Pitkin County will continue to pay for its inmates’ medical needs and transport inmates between the two jails, Bird said. However, the arrangement will allow Pitkin County to save $22,500 a month, for example, if 15 inmates are transferred.
Vallario said the arrangement is part common courtesy and part quid pro quo.
“I want to help other sheriffs,” he said. “Because someday I’ll need (Pitkin County Sheriff) Joe (DiSalvo) to help me.”
The Garfield County Jail’s capacity is more than 200 inmates, and it held 124 as of Friday, so it can easily absorb Pitkin County inmates, Vallario said.

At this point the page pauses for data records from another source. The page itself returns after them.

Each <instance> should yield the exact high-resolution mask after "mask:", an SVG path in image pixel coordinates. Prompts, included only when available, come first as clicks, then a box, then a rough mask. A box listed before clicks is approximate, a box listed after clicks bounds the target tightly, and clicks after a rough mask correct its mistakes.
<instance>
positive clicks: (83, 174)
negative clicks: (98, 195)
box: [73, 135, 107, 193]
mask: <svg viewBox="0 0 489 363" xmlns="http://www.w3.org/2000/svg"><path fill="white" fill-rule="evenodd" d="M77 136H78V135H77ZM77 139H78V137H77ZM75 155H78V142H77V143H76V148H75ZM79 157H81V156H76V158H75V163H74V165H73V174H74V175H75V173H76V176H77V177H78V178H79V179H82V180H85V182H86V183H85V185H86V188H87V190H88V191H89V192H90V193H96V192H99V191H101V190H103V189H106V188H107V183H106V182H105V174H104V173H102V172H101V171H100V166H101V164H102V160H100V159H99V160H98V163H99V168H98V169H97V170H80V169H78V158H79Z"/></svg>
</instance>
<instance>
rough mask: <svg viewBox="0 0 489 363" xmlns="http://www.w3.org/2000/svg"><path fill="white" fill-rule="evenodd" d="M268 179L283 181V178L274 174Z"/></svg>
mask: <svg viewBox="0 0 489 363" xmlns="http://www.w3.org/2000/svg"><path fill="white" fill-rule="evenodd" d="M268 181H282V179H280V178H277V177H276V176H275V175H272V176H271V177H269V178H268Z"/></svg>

The Garfield County Jail is also experiencing a staffing crunch at the moment, so Pitkin County deputies may go down and work a few shifts with their colleagues in Glenwood Springs, Bird and Vallario said.
“That would really help us,” Vallario said.

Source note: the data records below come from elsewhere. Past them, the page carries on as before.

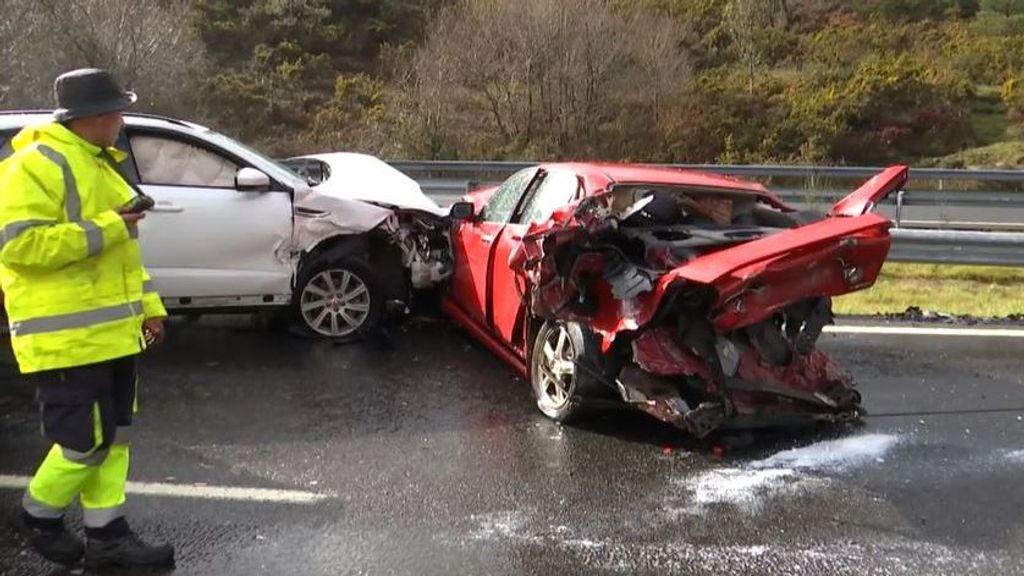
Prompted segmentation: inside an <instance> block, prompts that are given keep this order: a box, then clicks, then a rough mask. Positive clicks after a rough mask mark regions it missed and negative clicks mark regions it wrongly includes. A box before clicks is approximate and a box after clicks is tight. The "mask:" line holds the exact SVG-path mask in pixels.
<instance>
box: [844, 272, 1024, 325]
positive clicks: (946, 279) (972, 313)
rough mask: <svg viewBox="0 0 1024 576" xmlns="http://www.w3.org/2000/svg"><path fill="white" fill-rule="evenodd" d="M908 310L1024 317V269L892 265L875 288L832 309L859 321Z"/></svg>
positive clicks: (951, 313) (851, 294) (864, 291)
mask: <svg viewBox="0 0 1024 576" xmlns="http://www.w3.org/2000/svg"><path fill="white" fill-rule="evenodd" d="M910 306H918V307H920V308H921V310H925V311H933V312H939V313H945V314H952V315H969V316H976V317H985V318H990V317H1006V316H1010V315H1020V314H1024V269H1015V268H1000V266H968V265H942V264H911V263H900V262H890V263H887V264H886V265H885V266H884V268H883V269H882V274H881V276H880V277H879V280H878V282H877V283H876V284H874V286H873V287H871V288H868V289H866V290H861V291H859V292H854V293H853V294H848V295H846V296H841V297H839V298H836V299H835V302H834V304H833V310H834V311H835V312H836V314H838V315H858V316H860V315H874V314H891V313H901V312H904V311H906V310H907V308H908V307H910Z"/></svg>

Smith and Bird emphasized that the project is not a renovation of the jail but rather an opportunity to bring the facility into compliance with the Americans With Disabilities Act, address concerns from the local fire marshal and perform routine maintenance.
“We always assumed the jail was ADA compliant because it’s all on one floor,” Bird said.
That, however, is not the case.
So contractors will focus on one of the larger cells originally built to house juveniles, which is now set up like a dormitory with bunk beds, and reconfigure it for an inmate in a wheelchair, Bird said. The room has not only a bathroom but a shower, which makes it ideal, he said, though it will have to be completely reconfigured.
The jail never housed juvenile inmates in that cell and one other like it because soon after the facility was built it became illegal to house juveniles with adult offenders, Bird said.
Contractors also will install sprinklers in each cell, a condition of the fire marshal, he said. Sprinklers are currently installed only in common areas, Bird said.
Other improvements will include new carpeting and paint and an upgrade to the jail’s camera system, Smith said.